Narran los actores, que el 24 de enero de 2000, la señora MM les entregó a su hijo de dos meses de edad para que éstos lo adoptaran, lo cual fue puesto

en conocimiento del Instituto Colombiano de Bienestar Familiar con el fin de adelantar los trámites correspondientes de acuerdo con el deseo de la pareja de adoptar al menor. A pesar de cumplir con los requerimientos establecidos en el artículo 89 del Código del Menor, la adopción les fue negada ya que según la Directora Regional de Bogotá, Presidente del Comité de Adopciones “existe una brecha generacional marcada entre los presuntos adoptantes y el niño, por la esperanza de vida limitada de los posibles adoptantes, carencia de redes de apoyo inmediato puesto que la pareja no tuvo hijos”. Consideran los demandantes que con la negativa del Instituto Colombiano de Bienestar Familiar, éste viola los derechos fundamentales del menor, pues existe entre él y la pareja mencionada una relación familiar de cariño, ya que ellos lo han cuidado desde el momento en que su madre biológica lo abandonó. Así, de negarse la solicitud de adopción, surgiría un trauma en el menor, pues aparte de haber sido abandonado por su madre biológica, ahora sería separado de quienes él considera sus padres. De otro lado, argumentan los petentes, que la edad de éstos no es óbice para llevar a buen término el proceso de adopción, pues en la ley, no existe prohibición al respecto y por tanto, si se trata de proteger los intereses del menor, no existe razón alguna para negar la adopción a la pareja, ya que como consta en los informes realizados dentro del trámite de adopción, ésta cumplió con todos los requisitos exigidos por la ley. Consideran los demandantes, que el ente accionado vulnera el derecho del menor a tener una familia y a no ser separado de ella, y solicita que se le

ordene al Instituto Colombiano de Bienestar Familiar que autorice la adopción del menor para que luego sea el Juez de Familia quien decida mediante sentencia si la concede o no a la pareja.

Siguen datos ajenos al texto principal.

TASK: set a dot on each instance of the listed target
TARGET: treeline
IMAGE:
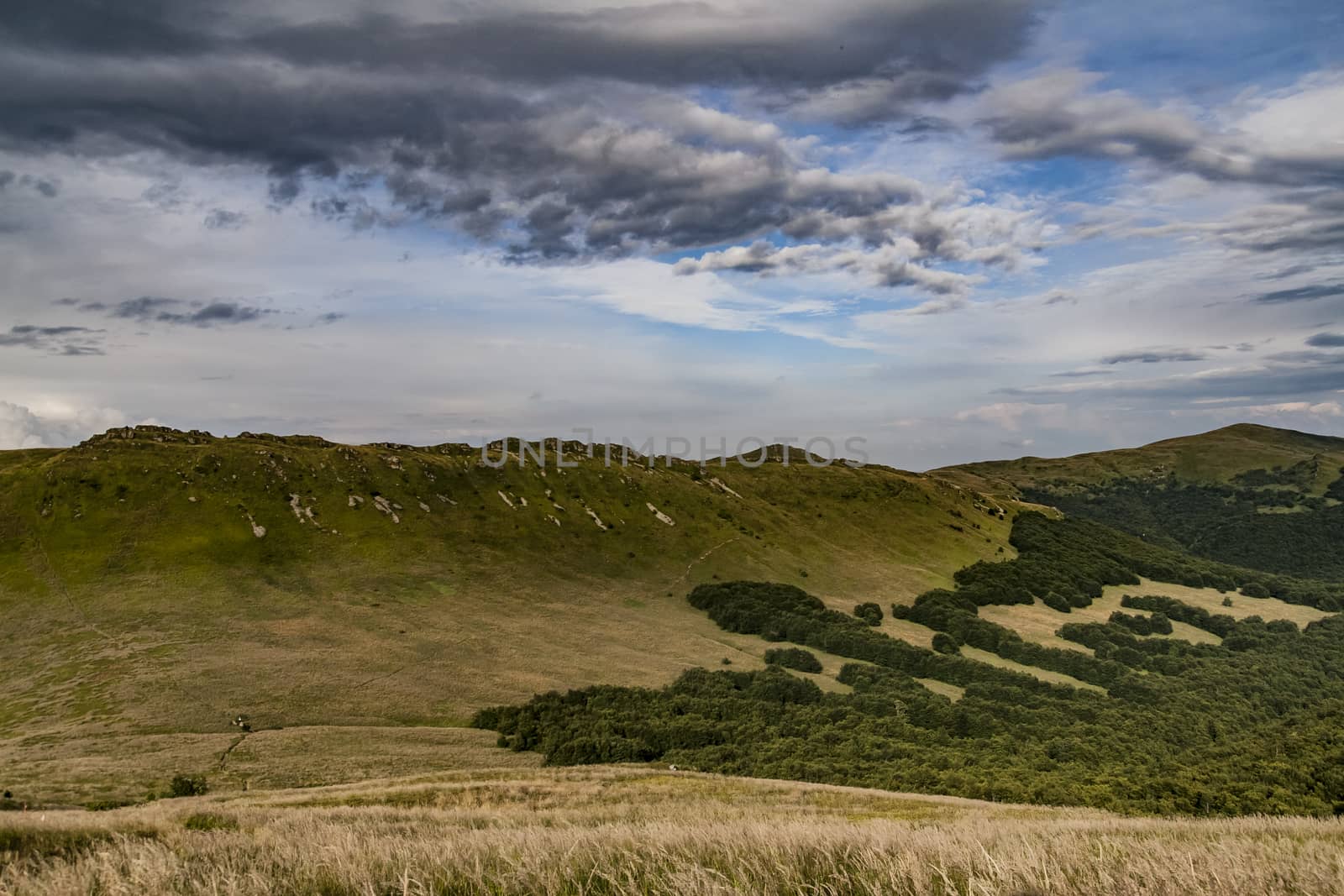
(1247, 726)
(1221, 624)
(954, 616)
(785, 613)
(1233, 732)
(1223, 521)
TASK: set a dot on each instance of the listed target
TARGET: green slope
(1247, 495)
(1210, 457)
(139, 595)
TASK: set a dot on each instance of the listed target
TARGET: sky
(954, 228)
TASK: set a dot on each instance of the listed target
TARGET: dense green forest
(1263, 519)
(1253, 725)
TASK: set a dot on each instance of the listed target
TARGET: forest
(1263, 519)
(1253, 725)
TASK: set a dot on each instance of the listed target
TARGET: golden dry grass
(1213, 600)
(633, 831)
(125, 768)
(1045, 674)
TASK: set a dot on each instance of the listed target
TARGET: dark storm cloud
(553, 132)
(154, 309)
(1301, 293)
(225, 219)
(58, 340)
(1061, 114)
(1153, 356)
(42, 186)
(678, 43)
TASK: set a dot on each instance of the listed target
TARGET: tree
(944, 642)
(870, 613)
(187, 786)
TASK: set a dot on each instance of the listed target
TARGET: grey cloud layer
(58, 340)
(551, 134)
(152, 309)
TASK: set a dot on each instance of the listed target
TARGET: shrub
(187, 786)
(793, 658)
(870, 613)
(944, 642)
(1057, 602)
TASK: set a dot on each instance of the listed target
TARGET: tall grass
(627, 832)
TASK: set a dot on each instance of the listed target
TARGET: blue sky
(961, 230)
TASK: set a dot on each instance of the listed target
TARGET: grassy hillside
(1253, 496)
(1211, 457)
(617, 831)
(277, 611)
(156, 582)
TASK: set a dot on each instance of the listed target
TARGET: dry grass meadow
(642, 831)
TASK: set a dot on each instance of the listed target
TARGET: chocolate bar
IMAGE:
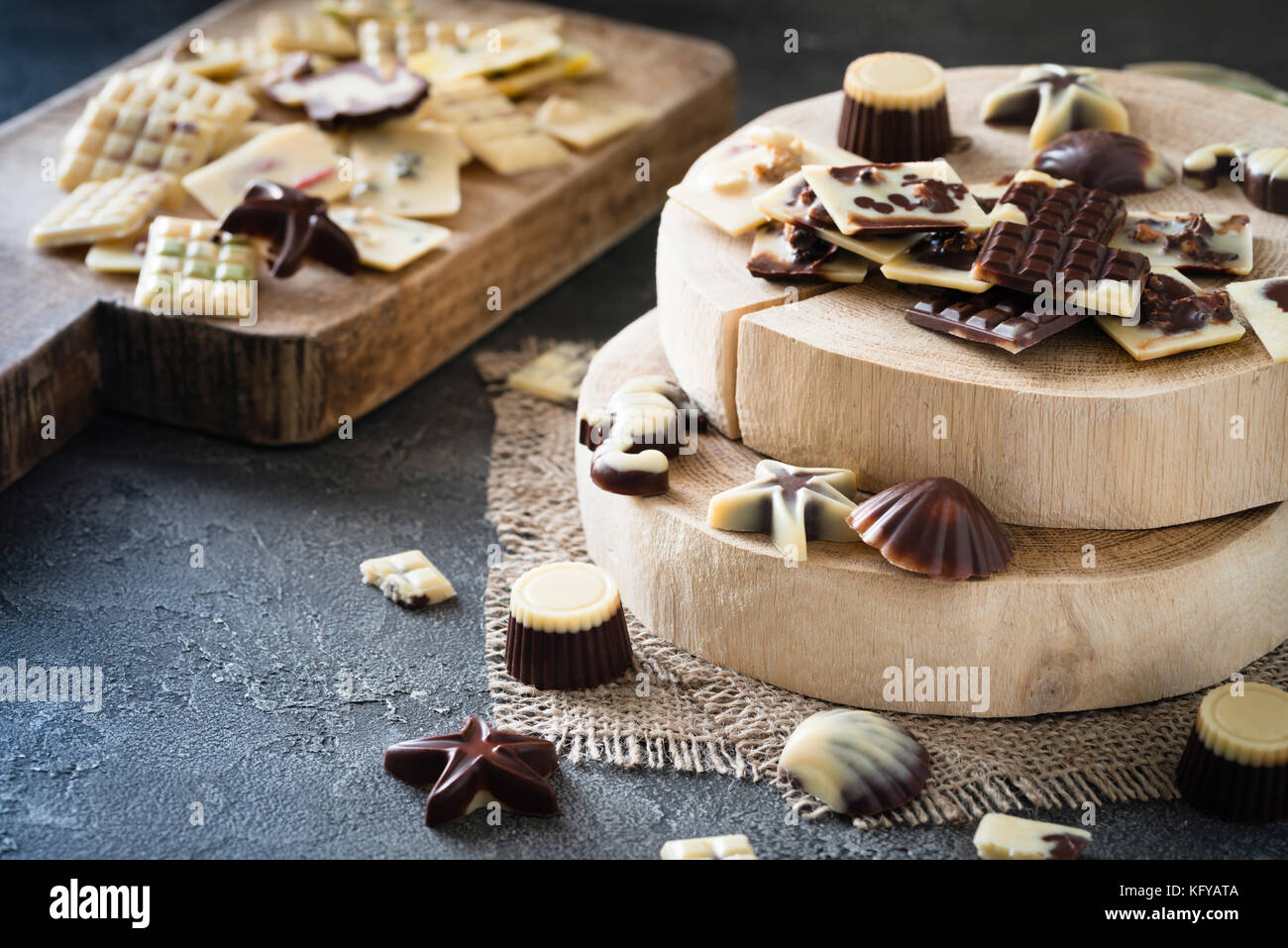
(1001, 836)
(567, 629)
(1006, 318)
(477, 767)
(1205, 243)
(1108, 159)
(855, 762)
(1263, 304)
(1082, 272)
(896, 108)
(884, 200)
(1056, 204)
(934, 526)
(790, 504)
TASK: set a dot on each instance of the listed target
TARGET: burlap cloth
(698, 716)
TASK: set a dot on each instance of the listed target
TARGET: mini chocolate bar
(934, 526)
(795, 202)
(855, 762)
(896, 108)
(567, 629)
(733, 846)
(1107, 159)
(1001, 836)
(1055, 99)
(724, 183)
(407, 579)
(790, 504)
(477, 767)
(1235, 762)
(295, 223)
(786, 252)
(1087, 274)
(555, 375)
(103, 210)
(885, 200)
(1056, 204)
(1203, 243)
(1263, 304)
(1176, 316)
(1006, 318)
(385, 241)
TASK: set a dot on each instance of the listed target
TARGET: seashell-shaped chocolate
(855, 762)
(932, 526)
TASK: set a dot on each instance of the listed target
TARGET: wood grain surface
(1070, 433)
(329, 346)
(1157, 613)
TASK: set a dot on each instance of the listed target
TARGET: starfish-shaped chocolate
(295, 223)
(1056, 99)
(790, 504)
(475, 767)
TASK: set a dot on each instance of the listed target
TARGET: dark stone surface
(223, 683)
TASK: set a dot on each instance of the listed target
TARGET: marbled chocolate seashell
(932, 526)
(855, 762)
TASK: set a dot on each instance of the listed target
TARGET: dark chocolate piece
(295, 224)
(476, 766)
(1006, 318)
(1108, 159)
(932, 526)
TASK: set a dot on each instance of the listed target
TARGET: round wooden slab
(1080, 618)
(1072, 433)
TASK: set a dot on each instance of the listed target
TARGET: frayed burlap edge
(678, 711)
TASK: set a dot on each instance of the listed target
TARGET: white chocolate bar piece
(870, 200)
(733, 846)
(408, 171)
(407, 579)
(585, 125)
(724, 183)
(385, 241)
(299, 155)
(103, 210)
(1263, 304)
(555, 375)
(1000, 836)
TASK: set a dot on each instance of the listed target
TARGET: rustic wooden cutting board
(329, 346)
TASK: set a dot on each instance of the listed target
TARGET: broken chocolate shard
(296, 226)
(476, 767)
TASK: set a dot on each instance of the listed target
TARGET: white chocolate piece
(1145, 342)
(565, 597)
(787, 202)
(312, 33)
(1263, 304)
(868, 200)
(1056, 99)
(193, 268)
(407, 579)
(584, 125)
(103, 210)
(1000, 836)
(733, 846)
(408, 171)
(725, 181)
(1210, 243)
(855, 762)
(555, 375)
(385, 241)
(297, 155)
(782, 500)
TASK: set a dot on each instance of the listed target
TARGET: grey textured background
(222, 682)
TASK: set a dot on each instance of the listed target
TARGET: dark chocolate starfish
(475, 767)
(295, 223)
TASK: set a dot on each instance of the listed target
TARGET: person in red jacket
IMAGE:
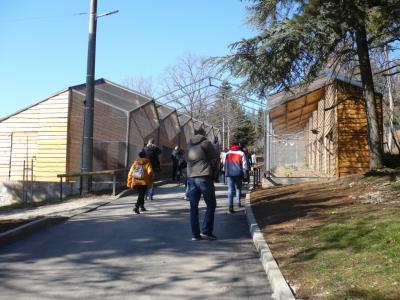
(235, 165)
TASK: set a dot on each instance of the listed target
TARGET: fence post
(114, 183)
(254, 177)
(60, 188)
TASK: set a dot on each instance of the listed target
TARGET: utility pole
(87, 148)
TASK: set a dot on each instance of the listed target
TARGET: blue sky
(43, 43)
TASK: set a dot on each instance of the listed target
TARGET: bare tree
(186, 85)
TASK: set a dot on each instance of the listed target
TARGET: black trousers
(141, 193)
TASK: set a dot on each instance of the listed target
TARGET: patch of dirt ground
(285, 211)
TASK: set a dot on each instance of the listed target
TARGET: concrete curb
(36, 225)
(28, 228)
(280, 288)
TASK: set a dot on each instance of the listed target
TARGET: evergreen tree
(298, 39)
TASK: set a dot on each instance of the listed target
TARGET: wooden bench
(112, 173)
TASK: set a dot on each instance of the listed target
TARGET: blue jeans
(201, 186)
(234, 187)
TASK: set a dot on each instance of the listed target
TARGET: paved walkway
(110, 253)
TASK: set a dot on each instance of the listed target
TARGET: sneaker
(209, 237)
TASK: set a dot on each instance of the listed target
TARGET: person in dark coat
(176, 157)
(201, 162)
(152, 152)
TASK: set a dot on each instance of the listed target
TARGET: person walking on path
(217, 149)
(201, 165)
(176, 156)
(152, 152)
(235, 165)
(140, 176)
(246, 172)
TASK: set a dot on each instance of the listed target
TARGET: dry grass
(335, 239)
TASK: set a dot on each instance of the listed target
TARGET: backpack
(138, 173)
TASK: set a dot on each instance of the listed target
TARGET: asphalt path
(111, 253)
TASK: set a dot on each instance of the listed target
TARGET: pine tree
(298, 39)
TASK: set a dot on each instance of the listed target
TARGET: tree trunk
(374, 138)
(391, 105)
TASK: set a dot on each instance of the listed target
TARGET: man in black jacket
(201, 166)
(152, 152)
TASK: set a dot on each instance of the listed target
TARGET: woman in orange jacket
(140, 176)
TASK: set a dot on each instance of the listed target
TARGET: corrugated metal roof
(164, 111)
(183, 119)
(116, 95)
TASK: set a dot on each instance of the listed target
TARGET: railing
(112, 173)
(257, 171)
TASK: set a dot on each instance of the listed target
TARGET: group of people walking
(199, 169)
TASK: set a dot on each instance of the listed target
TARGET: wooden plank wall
(75, 133)
(109, 137)
(331, 131)
(321, 136)
(320, 145)
(44, 126)
(353, 131)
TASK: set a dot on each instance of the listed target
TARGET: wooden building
(45, 139)
(331, 112)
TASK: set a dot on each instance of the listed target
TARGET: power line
(44, 17)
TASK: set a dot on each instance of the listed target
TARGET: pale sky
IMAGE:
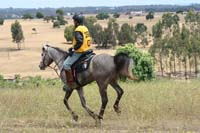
(84, 3)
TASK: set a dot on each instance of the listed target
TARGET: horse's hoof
(98, 123)
(100, 117)
(75, 117)
(117, 110)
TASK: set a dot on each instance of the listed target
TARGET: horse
(103, 68)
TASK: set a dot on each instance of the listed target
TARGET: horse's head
(46, 58)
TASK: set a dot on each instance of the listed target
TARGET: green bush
(144, 66)
(56, 24)
(1, 21)
(68, 33)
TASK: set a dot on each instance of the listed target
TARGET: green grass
(36, 105)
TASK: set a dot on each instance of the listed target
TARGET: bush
(56, 24)
(1, 21)
(17, 34)
(102, 16)
(68, 33)
(144, 66)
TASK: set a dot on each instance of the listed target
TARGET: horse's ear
(44, 47)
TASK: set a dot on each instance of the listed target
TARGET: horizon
(90, 3)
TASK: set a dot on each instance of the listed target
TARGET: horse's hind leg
(104, 98)
(67, 95)
(83, 102)
(119, 95)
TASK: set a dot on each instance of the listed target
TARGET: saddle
(82, 64)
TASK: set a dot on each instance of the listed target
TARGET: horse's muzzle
(41, 66)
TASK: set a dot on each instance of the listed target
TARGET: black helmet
(78, 18)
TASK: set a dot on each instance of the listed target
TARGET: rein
(55, 69)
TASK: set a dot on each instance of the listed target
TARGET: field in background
(157, 106)
(26, 61)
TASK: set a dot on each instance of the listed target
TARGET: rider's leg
(67, 65)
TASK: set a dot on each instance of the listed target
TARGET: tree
(185, 45)
(27, 16)
(140, 28)
(17, 34)
(48, 18)
(143, 62)
(150, 16)
(126, 34)
(68, 33)
(1, 21)
(60, 12)
(157, 30)
(116, 15)
(39, 15)
(56, 24)
(60, 17)
(102, 16)
(190, 16)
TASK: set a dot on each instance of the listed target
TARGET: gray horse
(104, 69)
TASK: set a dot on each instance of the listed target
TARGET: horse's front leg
(104, 98)
(120, 92)
(67, 95)
(83, 102)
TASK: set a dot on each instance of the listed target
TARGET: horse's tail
(124, 65)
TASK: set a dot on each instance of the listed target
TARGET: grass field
(25, 62)
(157, 106)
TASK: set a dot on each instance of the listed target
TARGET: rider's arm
(79, 40)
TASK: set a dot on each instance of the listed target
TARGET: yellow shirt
(86, 39)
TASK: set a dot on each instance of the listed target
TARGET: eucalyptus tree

2. La posición de Instituto Colombiano de Bienestar Familiar Claudia Marcela Contreras Peña, actuando como Directora del Instituto Colombiano de Bienestar familiar, Regional Bogotá, manifiesta que no existe violación a los derechos del menor. Relata la interviniente que a partir de la información dada por María Oliva Hernández de Hostos, el Instituto inició las diligencias de protección del niño, ya que había sido entregado por su madre biológica a la Señora de Hostos y su esposo, luego de manifestar que quería darlo en adopción.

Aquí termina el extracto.